Saturday, July 25, 2009

Hobbe's Leviathin

Hobbes’s Leviathan – Chapter 14
Every person has the right to pursue what is best for themselves. More specifically, everyone has the right to do whatever it takes to preserve their own life. Rational people will voluntarily choose what is in their best interests. If two people lived alone on an island and had no mutual agreement on how to live, then each one would separately do whatever was in his or her best interests. If that meant killing the other person for food then so be it. In such a situation each person would be living in fear of the other person. But being rational like humans are, each of the two people would realize that the best way to preserve their own lives would be to make peace with the other. The two people can agree to follow certain rules that will be in the best interests of each individual.
Every voluntary action a person makes is out of his or her own rational self interest. So if two people made peace then each individual would be voluntarily agreeing to a set of rules because the rules would be of self-interest to both individuals. The people would be in a sense giving up some rights, like the right to kill each other; however, the fact that each person gives up the right to kill the other means that each person is even more likely to survive than if they had not given up this right. Their initial right to do whatever it takes to live is enhanced by the peace that is made. After making peace, each individual no longer has to worry about the other person killing him or her. The peace allows each individual more freedom to exercise his or her own right to live because they won’t have to worry about the threat of the other individual. People are rationally led to make peace with other individuals because it is in a state of peace that a person is most likely to survive.
However, all the individuals must agree to this peace, or it will not work. If one human agreed to have peace and the other decided not to, then the one who agreed to peace would be slaughtered by the other. If it is unknown what the other person will do then neither person will make peace; this is the rational choice. But the best choice would be to agree to peace so that one would have an assurance that they were not going to be killed. So, in order to make peace there must be an agreement between every individual.
This kind of peace is what Hobbes calls a contract. Hobbes feels that these contracts are formed naturally by people acting rationally.

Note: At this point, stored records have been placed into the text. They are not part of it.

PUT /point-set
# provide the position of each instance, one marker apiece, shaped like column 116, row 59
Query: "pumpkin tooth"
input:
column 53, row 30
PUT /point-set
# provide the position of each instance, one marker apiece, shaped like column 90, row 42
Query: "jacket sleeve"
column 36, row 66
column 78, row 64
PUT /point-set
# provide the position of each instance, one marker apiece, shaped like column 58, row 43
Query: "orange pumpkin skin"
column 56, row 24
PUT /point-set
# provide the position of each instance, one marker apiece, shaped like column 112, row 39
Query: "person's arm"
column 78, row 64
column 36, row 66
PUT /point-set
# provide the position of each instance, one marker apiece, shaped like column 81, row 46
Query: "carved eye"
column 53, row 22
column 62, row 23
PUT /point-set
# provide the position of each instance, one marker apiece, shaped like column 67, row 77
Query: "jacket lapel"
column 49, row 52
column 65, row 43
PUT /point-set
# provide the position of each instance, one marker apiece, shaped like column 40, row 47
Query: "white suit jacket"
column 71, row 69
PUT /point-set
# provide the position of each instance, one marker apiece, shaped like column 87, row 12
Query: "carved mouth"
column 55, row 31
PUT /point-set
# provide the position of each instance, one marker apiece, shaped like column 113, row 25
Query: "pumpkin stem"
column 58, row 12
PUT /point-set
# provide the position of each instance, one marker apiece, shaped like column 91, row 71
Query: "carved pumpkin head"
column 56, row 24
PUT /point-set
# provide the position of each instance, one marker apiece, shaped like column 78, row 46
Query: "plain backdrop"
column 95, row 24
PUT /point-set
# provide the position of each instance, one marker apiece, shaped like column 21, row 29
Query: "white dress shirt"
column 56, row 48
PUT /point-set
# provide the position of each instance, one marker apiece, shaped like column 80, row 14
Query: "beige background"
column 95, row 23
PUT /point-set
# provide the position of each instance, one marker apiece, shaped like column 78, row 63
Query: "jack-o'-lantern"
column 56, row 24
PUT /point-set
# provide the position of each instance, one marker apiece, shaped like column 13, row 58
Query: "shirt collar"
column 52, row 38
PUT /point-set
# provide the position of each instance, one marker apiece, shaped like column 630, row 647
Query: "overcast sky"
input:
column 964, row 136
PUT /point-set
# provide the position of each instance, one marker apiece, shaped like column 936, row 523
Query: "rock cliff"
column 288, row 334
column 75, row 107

Rationality leads people to voluntarily agree to some rules for the benefit of their own survival. If many people formed a contract like this then it would naturally flourish. A person who had entered into this peace would rationally decide not to violate the contract that he had made with his peers. If he did so and stepped out of the boundaries of peace by murdering another person who had joined the contract, then the other members of the group would become angry with the person. The person would then be punished or banned from the peaceful group. Without the group the man would once again be living in a world of every man for himself, and no longer have the security of the contract. A person involved in a peaceful contract would conclude that it is in their best interest not to violate the peace that they had made with their fellow humans, therefore the contract would be lasting.